When regulators granted Pentagon Federal Credit Union a so-called open charter in 2019, banking trade groups cried foul and said the move could lead to unchecked growth for the $36.7 billion-asset company.

And those fears are being realized.

PenFed, the third-largest credit union in the nation by assets, reported record membership expansion in the first half of 2022. The McLean, Virginia, company said it added about 287,000 members — or 11.2% — in the first six months of the year; its total membership now stands at 2.8 million.

By comparison, the credit union industry in total experienced 4.2% annual membership growth in the first quarter, the most recent reporting period available from the National Credit Union Administration.

Much of PenFed’s recent growth traces to its 2019 acquisition of the $383 million-asset Progressive Credit Union. The NCUA allowed PenFed to adopt Progressive’s open charter, allowing anyone nationwide to join. Only a small handful of credit unions in the U.S. have such designations. Previously, PenFed, founded in 1935 to serve members of the national defense community, had a more limited multiple-group field of membership.

At the time, Rebeca Romero Rainey, president and CEO of the Independent Community Bankers of America, said the deal “negates” field-of-membership limitations on a large, rapidly growing credit union and “runs contrary to the will of Congress.”

PenFed President and CEO James Schenck said in an interview that geographic diversity is one of PenFed’s strengths. He said many of its members now live in major population centers including the Washington, D.C., area, Texas, Florida and California.

“PenFed’s membership growth is a direct result of the digitalization of our member experience, from onboarding to applications to fulfillment,” he said. “Over the past several years, we have invested millions of dollars in our digital platforms to make thousands of improvements to best serve our members.”

James Schenck, president and CEO of Pentagon Federal

“Due to the rising rate environment, we are planning to strategically slow loan originations and membership growth and focus on building capital, deposits and liquidity into 2023,” CEO James Schenck says of Pentagon Federal Credit Union’s expectations for the coming months.

The company has also invested heavily in its workforce and marketing.

PenFed spent $65.3 million on marketing in 2021 according to call report data. The company spent $39.4 million in 2020. By comparison, the $160 billion-asset Navy Federal, the largest credit union in the country, spent $173.8 million on marketing and promotion last year.

The crucial ingredients of PenFed’s “winning formula” are strong member benefits including generous deposit rates; a commitment to aggressive spending on marketing; and full use of the advantages of an open charter, says Jim Adkins, managing partner for Artisan Advisors. 

“It’s interesting to note that PenFed’s marketing spend increased during the pandemic while other credit unions went the other way, decreasing marketing expense,” Adkins said.

PenFed experienced lackluster growth from 2000 to 2019, in part because of light spending for a credit union of its size, said Luis Dopico, chief economist for the consultancy CU Collaborate.

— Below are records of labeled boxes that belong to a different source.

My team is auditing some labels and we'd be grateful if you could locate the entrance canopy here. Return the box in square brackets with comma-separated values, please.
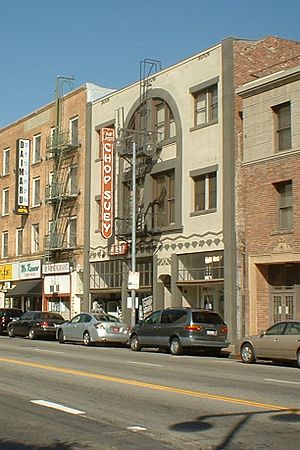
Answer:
[6, 280, 42, 297]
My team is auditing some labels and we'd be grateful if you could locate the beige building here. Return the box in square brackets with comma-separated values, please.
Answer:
[0, 81, 110, 318]
[86, 37, 299, 342]
[237, 65, 300, 333]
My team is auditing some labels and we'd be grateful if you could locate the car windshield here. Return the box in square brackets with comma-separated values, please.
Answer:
[192, 311, 224, 325]
[94, 314, 119, 322]
[39, 313, 63, 320]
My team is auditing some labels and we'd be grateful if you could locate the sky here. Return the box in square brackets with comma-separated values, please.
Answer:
[0, 0, 300, 129]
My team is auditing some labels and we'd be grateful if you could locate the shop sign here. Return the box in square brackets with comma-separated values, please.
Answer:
[142, 295, 153, 317]
[44, 274, 71, 296]
[100, 128, 114, 239]
[19, 259, 41, 280]
[15, 139, 30, 214]
[0, 264, 13, 281]
[42, 262, 70, 275]
[128, 272, 140, 290]
[108, 242, 129, 256]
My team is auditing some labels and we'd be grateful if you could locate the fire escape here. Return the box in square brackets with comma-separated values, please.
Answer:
[44, 77, 80, 263]
[115, 59, 161, 240]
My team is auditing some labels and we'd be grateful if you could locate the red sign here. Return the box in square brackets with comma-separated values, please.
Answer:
[100, 128, 114, 239]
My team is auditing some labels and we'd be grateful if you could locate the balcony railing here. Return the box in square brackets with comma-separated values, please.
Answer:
[46, 130, 80, 155]
[44, 233, 77, 251]
[177, 266, 224, 282]
[45, 183, 79, 202]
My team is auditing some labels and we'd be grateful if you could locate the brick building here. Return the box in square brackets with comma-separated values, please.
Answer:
[0, 81, 110, 318]
[238, 65, 300, 333]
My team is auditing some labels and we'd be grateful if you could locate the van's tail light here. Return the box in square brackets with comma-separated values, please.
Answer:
[184, 325, 203, 331]
[220, 325, 228, 334]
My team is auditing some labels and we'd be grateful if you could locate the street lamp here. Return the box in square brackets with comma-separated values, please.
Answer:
[131, 142, 136, 327]
[116, 134, 136, 327]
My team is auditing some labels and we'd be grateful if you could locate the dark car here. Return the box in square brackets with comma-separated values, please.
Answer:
[7, 311, 65, 339]
[0, 308, 23, 334]
[129, 308, 229, 355]
[240, 320, 300, 368]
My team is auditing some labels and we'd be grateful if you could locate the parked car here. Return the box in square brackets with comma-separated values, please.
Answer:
[0, 308, 23, 334]
[56, 312, 129, 345]
[240, 320, 300, 368]
[129, 308, 229, 355]
[7, 311, 65, 339]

It increased its marketing budget during 2020-21 to twice the level of its peers, he said.

“Marketing expenses per assets are among the most powerful, most proven drivers of growth for credit unions,” Dopico said. “It is unsurprising that PenFed’s explosion in member growth would coincide with or follow an explosion in marketing expenses.”

PenFed’s huge membership growth also has coincided with a hiring spurt. Credit union growth often corresponds with campaigns to improve member service, and employees per member are a key component of member service, Dopico said. 

PenFed had 3,585 full-time employees at the end of last year, a 31% increase compared with a year earlier. A PenFed spokesperson said the company has been hiring in all divisions.

Schenck said PenFed is proud to have served a growing number of members through the pandemic, during a time when demand for loans was very high. He said as the Federal Reserve’s rate hikes raise the price of borrowing, loan demand will decrease and growth is likely to slow for the next few quarters.

PenFed’s strategic plan is to have balanced 10% growth in loans and deposits year over year with a 1% return on assets through 2024. 

“We have already achieved those goals during the first half of 2022. Due to the rising rate environment, we are planning to strategically slow loan originations and membership growth and focus on building capital, deposits and liquidity into 2023,” Schenck said.

He said PenFed will continue to sustain membership growth by offering market-leading rates on certificates of deposit and high-yield savings, appealing credit cards and auto and personal loans.

“Scale matters,” Schenck said. “PenFed can spread marketing and technology investments across a larger base of members and potential members. This allows us to continue building the PenFed brand and loyalty year over year.”